By now, volunteer Perry Miller has become an expert in DC-3 tail wheels. He has devoted time and effort to restoring the tail wheel assembly, which was now ready to be installed back into the aircraft. He and volunteers John Sink, Joe Barvir (a welcome new addition to our group) and Andrew Wright managed to get the unit partially installed, but discovered that new attachment bolts were required.
Hopefully, installation will be completed at the next work session. Perry had cleaned and painted the entire area aft of the rear cargo compartment bulkhead during the January work session, preparing it for installation of the tail wheel—a job well done!

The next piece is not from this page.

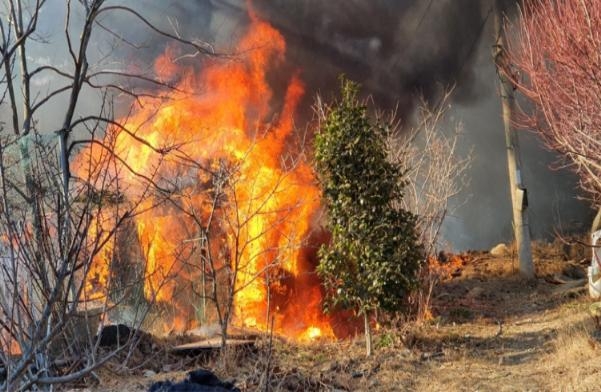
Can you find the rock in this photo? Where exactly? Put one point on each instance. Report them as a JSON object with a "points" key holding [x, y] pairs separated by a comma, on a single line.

Perry has also taken the main landing gear wheels to his home work shop, hoping to break them down so they could be rebuilt. He did manage to get most of the parts separated; however, it appears the condition of the wheels will make them unsuitable for restoration. Replacement may be available from the supplier from whom the landing gear was purchased—more on this next month.
Another job well done was accomplished by Carly Faulkner and John Sink. They worked in the cockpit area cleaning away insulation and removing parts. John finally removed the remaining cockpit sliding window. Andrew Wright also found time to begin taking apart the overhead racks that were previously removed. The ranks will be dismantled so they can be restored for reinstallation at a later time.
Joe Barvir and John Sink also put in some time working on the center section removing pumps, cable and tubing that will not be used in the restoration. They discovered oil still in some of the tubing when it was removed.
Charlie Hall continued work on the air stair with help from Tim Howard, Andrew Wright and Andy Ray. Basically, the air stair had to be completely dismantled and most of its parts will need to be replaced. A lot of corrosion was discovered; however, Charlie says this is a “can do” project.
Charlie also brought back the forward cargo door, which was taken off site for work, to show us what he had done on that project. It was also in bad shape and he had to replace most of its parts, much like what will be done on the air stair.
We’re making good progress and looking forward to milder weather with the possibility of pressure washing the entire aircraft again. Our next work session will be Saturday, March 19 beginning at 9 a.m.